My phone battery is now less than five per cent, and I’ve just reached the end of the internet. As my spine continues to deform and the clock on the wall ticks in half-time, I hit the refresh button on every single social media app I can think of, in the hopes that something will pop up that can kill an extra few minutes.

I check the time and realise I’ve set a new PB: one-and-a-half hours waiting at the Department of Motor Vehicles.

I’m here because it turns out I have to physically show my mug to get what I need done. And believe me, I tried everything I could to avoid stepping through those sliding glass doors. I scoured every possible form, link, FAQ and ‘Read More’ on the DMV website, yet I still wound up stuck here in their analogue torture chamber. I even made several attempts at finding the right robot accent for the clumsy voice-recognition software on their phone line, but apparently I can’t even say ‘registration’ correctly. For the fourth time, no, I didn’t mean ‘licence renewal’!

Some government bean-counter clearly felt that every problem could be resolved by filling out a form on a website. And if you can get everything done online, the government doesn’t need to hire as many staff, and everyone benefits from the cost and time savings. Right?

That might have been the theory, but if my experience is any indication, in practice it means there are motor registries across the nation bottlenecked with people who couldn’t do what they wanted to do online and now have to face an understaffed, undertrained and underinterested licence-centre workforce.

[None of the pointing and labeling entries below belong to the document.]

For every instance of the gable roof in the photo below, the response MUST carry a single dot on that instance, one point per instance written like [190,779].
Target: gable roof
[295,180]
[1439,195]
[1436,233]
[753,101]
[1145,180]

It might have seemed like a good idea to cut staff faster than a combine-harvester, but the poor folks stuck here staring at the hideous 80s carpets are the ones who end up with the rotten end of the carrot. The numerous unused booths here hark back to the glory days when person-to-person service was the only way to get things done. Now only a handful of disinterested, gruff employees are left to attend to the masses. And because all of this falls on the deaf ears of the big cheeses, the status quo endures.

So here I am, waiting, disturbed by the fact that rude prick at the head of the queue can be heard by those children sitting over there. The creepy old woman in the corner keeps staring at me like I’m her long-lost child. The young lady next to me is yelling into her phone to someone apparently called Stacey about how she can’t believe Kelly got with Brad at the party. Each inconsiderate ninny that disrupts the peace just makes the interminable wait harder for everyone around them. None of us want to be here either, but it would be nice if everyone could exercise a bit of common courtesy.

Since it appears there’s no immediate solution to the understaffed centres/overflowing, increasingly agitated queues equation, I humbly offer a few etiquette tips for waiting-room beginners:

  • Eat your onion and garlic-filled snack outside, before you enter the joint. And if you’re chewing gum to hide the stench, keep your gob shut!
  • Don’t take up two chairs if you’re by yourself. I don’t know why your iPad is so important that it needs its own seat, but maybe leave it free in case the elderly gentleman that just walked in would like to sit down.
  • If you need to make a phone call, walk outside. That means you, Stacey’s BFF!
  • Take the five minutes necessary to find and fill out your relevant form before it’s your turn at the counter, so you can save yourself the energy of scoffing at the staffer who asks you why it wasn’t filled out beforehand. And if you disagree with what they’ve told you, use your inside voice when discussing the issue. After all, if you’re old enough to drive a car, you’re old enough to deal with a problem maturely and without swearing.

These few small things won’t take up much time out of your busy schedule of waiting-room sitting, and they’ll make not only your own experience easier to endure, but also everyone else’s. It’s a chain reaction, people.